Pertama, keberhasilan perseroan dalam menanggulangi bottleneck pada Ulubelu (Unit 1-4). Ini menjadi faktor penentu yang memberikan kontribusi positif terhadap peningkatan produksi PGE sepanjang kuartal ketiga ini.
Faktor utama lainnya adalah pemeliharaan area Karaha dari November 2021 hingga Maret 2022, serta adanya sejumlah perbaikan yang dilakukan secara besar-besaran pada sejumlah area pembangkit listrik panas bumi (PLTP).

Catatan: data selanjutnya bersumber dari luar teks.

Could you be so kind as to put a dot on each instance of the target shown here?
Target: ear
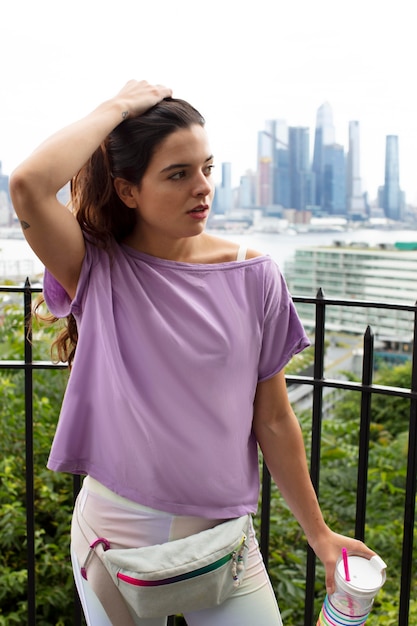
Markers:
(125, 191)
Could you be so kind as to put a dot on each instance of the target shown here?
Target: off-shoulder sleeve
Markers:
(57, 300)
(283, 332)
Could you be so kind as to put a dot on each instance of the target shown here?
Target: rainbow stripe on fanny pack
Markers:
(235, 557)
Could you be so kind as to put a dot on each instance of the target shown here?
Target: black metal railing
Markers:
(366, 388)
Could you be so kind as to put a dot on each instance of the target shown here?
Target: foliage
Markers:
(53, 492)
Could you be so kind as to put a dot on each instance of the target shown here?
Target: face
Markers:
(175, 195)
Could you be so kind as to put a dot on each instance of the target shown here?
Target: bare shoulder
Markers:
(219, 250)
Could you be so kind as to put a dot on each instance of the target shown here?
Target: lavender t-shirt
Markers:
(159, 403)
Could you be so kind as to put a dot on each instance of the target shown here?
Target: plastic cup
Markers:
(352, 600)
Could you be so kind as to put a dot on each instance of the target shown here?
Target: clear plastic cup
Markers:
(352, 600)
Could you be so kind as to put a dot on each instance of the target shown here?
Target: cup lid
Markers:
(366, 575)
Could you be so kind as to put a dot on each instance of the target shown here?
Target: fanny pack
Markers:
(197, 572)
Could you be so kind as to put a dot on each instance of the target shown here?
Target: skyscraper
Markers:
(223, 199)
(355, 199)
(273, 176)
(301, 176)
(324, 136)
(392, 197)
(334, 180)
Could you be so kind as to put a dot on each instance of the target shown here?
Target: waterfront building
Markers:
(386, 273)
(355, 199)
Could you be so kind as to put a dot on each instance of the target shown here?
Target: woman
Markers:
(182, 340)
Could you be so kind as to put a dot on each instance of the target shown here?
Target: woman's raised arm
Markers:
(49, 227)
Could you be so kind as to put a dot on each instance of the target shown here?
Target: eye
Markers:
(177, 175)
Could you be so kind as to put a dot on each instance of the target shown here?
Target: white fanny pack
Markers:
(197, 572)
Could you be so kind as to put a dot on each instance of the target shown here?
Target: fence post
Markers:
(315, 442)
(362, 482)
(30, 506)
(410, 496)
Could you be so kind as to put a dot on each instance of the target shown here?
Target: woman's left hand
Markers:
(328, 548)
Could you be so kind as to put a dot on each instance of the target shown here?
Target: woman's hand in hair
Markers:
(139, 96)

"Perbaikan tersebut sudah kami kerjakan pada PLTP Ulubelu Unit 3 pada kuartal II-2022, PLTP Lahendong Unit 5 & 6 di kuartal I-2022, dan inspeksi tahun pertama PLTP Lumut Balai unit 1 pada kuartal III-2022," paparnya dalam keterangan resmi yang dikutip Selasa (31/10).

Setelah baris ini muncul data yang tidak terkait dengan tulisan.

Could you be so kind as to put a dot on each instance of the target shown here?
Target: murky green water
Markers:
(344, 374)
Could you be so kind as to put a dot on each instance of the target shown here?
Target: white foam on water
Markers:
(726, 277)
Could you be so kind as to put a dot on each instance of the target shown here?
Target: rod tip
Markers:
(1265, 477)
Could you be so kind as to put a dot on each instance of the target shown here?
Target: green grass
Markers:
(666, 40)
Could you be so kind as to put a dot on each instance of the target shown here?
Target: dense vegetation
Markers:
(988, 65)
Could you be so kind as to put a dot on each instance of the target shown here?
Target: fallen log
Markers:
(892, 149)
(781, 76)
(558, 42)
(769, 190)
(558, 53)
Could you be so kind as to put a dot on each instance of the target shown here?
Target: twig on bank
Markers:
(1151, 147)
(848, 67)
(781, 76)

Pendapatan dari bursa karbon
Terkait pendapatan perdana sejak partisipasinya di bursa karbon Indonesia, PGE berhasil membukukan US$732.000 atau Rp11,3 miliar. Ahmad Yani mengatakan hal ini menjadi landasan yang positif dalam melangkah ke depan.
Ia juga menyambut baik tambahan pemasukan yang dibukukan dari perdagangan bursa karbon Indonesia. Kontribusi PGE dari pasar karbon domestik ini diperoleh dari diterbitkannya 864.209 Ton CO2eq karbon pada September 2023.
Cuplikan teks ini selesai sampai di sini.